Create an account — then select any Ollama model you have installed
Chat like you would with ChatGPT — conversation history saved locally
Multiple models side-by-side for comparison
File upload and document Q&A
Web search integration (with configuration)

7. Use Ollama with Cursor / VS Code

To use a local Ollama model as your AI coding assistant in Cursor or VS Code, use the Continue extension — the most popular open-source AI coding extension.

1

Install the Continue extension in VS Code or Cursor

Open the Extensions panel (Ctrl+Shift+X) and search for “Continue”. Install the extension by Continue.dev — it's free and open-source.

2

Open Continue settings — add a new model

Click the Continue icon in the sidebar, then open settings (gear icon). Click “Add Model”.

3

Set Provider: Ollama, Model: llama3.2

Select Ollama as the provider. Enter the model name you have installed (e.g. llama3.2 or mistral). The base URL defaults to http://localhost:11434.

4

Save — Continue now uses your local model

Continue replaces its cloud AI backend with your local Ollama model. You get code autocomplete, inline edits, and AI chat — all running locally, no API costs.

Alternative: Cursor also supports Ollama as a custom model. Go to Cursor Settings → Models → Add custom model → enter http://localhost:11434 as the base URL.

8. Tips for best performance

Tip 1: Use smaller quantized models

ollama pull llama3.2:3b-instruct-q4_K_M

The q4_K_M suffix means 4-bit quantization — uses ~50% less VRAM with about 5% quality loss.

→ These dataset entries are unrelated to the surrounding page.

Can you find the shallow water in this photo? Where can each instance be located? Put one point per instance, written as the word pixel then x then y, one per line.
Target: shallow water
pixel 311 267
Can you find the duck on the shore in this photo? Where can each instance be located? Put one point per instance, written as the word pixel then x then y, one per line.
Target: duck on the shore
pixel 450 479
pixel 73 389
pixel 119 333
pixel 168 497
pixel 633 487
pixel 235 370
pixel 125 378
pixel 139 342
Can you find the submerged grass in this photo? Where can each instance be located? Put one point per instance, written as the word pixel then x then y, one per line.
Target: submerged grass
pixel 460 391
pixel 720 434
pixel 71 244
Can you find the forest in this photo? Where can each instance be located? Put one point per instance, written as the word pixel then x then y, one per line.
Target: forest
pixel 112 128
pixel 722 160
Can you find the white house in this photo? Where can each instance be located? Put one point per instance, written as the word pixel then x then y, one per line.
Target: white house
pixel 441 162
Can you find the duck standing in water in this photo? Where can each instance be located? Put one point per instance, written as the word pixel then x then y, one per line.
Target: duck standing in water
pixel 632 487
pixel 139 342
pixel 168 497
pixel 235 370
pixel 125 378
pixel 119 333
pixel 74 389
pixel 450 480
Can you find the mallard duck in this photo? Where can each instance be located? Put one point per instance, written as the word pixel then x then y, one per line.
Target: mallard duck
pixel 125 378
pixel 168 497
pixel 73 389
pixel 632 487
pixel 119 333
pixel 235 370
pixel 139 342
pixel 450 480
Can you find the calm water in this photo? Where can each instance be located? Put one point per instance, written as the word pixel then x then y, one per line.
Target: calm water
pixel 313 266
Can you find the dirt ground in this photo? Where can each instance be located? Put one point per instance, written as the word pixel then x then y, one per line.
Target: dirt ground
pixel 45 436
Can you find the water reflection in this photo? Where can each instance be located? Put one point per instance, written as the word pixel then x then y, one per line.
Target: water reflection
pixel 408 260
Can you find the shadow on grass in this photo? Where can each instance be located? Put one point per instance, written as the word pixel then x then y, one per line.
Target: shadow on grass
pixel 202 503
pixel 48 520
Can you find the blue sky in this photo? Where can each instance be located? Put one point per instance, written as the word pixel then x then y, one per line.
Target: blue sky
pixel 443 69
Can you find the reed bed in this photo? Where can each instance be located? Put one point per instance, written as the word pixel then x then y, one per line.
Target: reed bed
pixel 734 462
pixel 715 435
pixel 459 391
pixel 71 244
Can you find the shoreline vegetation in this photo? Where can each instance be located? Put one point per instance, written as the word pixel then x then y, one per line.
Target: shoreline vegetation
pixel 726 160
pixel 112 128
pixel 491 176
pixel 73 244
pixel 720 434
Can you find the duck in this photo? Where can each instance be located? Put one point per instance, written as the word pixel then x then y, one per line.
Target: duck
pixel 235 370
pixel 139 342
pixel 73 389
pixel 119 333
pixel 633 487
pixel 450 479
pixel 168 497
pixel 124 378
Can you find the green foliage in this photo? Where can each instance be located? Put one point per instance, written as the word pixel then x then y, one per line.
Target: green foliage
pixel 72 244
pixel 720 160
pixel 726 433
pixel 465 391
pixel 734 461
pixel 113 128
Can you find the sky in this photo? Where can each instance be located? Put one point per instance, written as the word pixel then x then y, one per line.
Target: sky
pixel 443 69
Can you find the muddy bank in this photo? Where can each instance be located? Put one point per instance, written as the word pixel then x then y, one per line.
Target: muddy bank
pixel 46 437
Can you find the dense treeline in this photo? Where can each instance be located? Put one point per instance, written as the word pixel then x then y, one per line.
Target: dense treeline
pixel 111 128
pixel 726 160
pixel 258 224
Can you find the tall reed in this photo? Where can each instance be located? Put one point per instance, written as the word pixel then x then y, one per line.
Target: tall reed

A great tradeoff for machines with less VRAM.

Tip 2: Mac M-series — use your full unified memory

Apple Silicon Macs use unified memory shared between CPU and GPU — Ollama uses all of it automatically via Metal. An M2 Pro with 32GB can run 30B models comfortably. An M1 with 16GB is great for 7B–13B models.

Tip 3: Windows with NVIDIA GPU

Ollama uses CUDA automatically if you have an NVIDIA GPU with compatible drivers installed. No configuration needed — Ollama detects the GPU and uses it for acceleration. GPU inference is typically 5–10x faster than CPU-only.

Tip 4: Keep models warm for faster responses

The first response takes 5–10 seconds as the model loads into memory. Subsequent responses in the same session are much faster since the model stays loaded. Ollama keeps models in memory for a few minutes after the last request.

Tip 5: Concurrent requests via the server

Ollama's REST server handles concurrent requests — you can call the API from an app while also using the CLI or Open WebUI simultaneously. Useful for building apps that use the API in the background.

🔔

Monitor Ollama and local LLM tool status at Prismix

Before starting a local LLM session, check Ollama's status at Prismix — know instantly whether issues are with the Ollama service itself or your local setup. Get free alerts so you're the first to know.

FAQ

What is Ollama used for?

Ollama lets you run open-source LLMs locally on your Mac, PC, or Linux machine — no internet, no API costs, no data leaving your computer. Common uses: private AI assistant, offline coding helper (via Continue extension), experimenting with open-source models, building apps without sending data to cloud APIs.

Is Ollama free?

Yes. Ollama itself is completely free and open-source (MIT license). The models (Llama, Mistral, etc.) are also free to download and use. The only cost is your hardware — you need enough RAM/VRAM to run the models.

What models can I run with Ollama?

100+ models including Llama 3.3 (Meta), Mistral, Phi-3 (Microsoft), Gemma 2 (Google), DeepSeek-R1, Qwen, CodeLlama, and more. See all models at ollama.com/library. Model size requirements vary — smaller models (1B–7B) run on most modern machines; 70B models need 40GB+ RAM or VRAM.

Can Ollama run on Windows?

Yes. Ollama supports Windows 10 and 11 with GPU acceleration via CUDA (NVIDIA GPU) or CPU inference. Apple Silicon Macs (M1–M4) and AMD GPUs on Linux are also well-supported. CPU-only inference is available on all platforms but is 5–10x slower than GPU.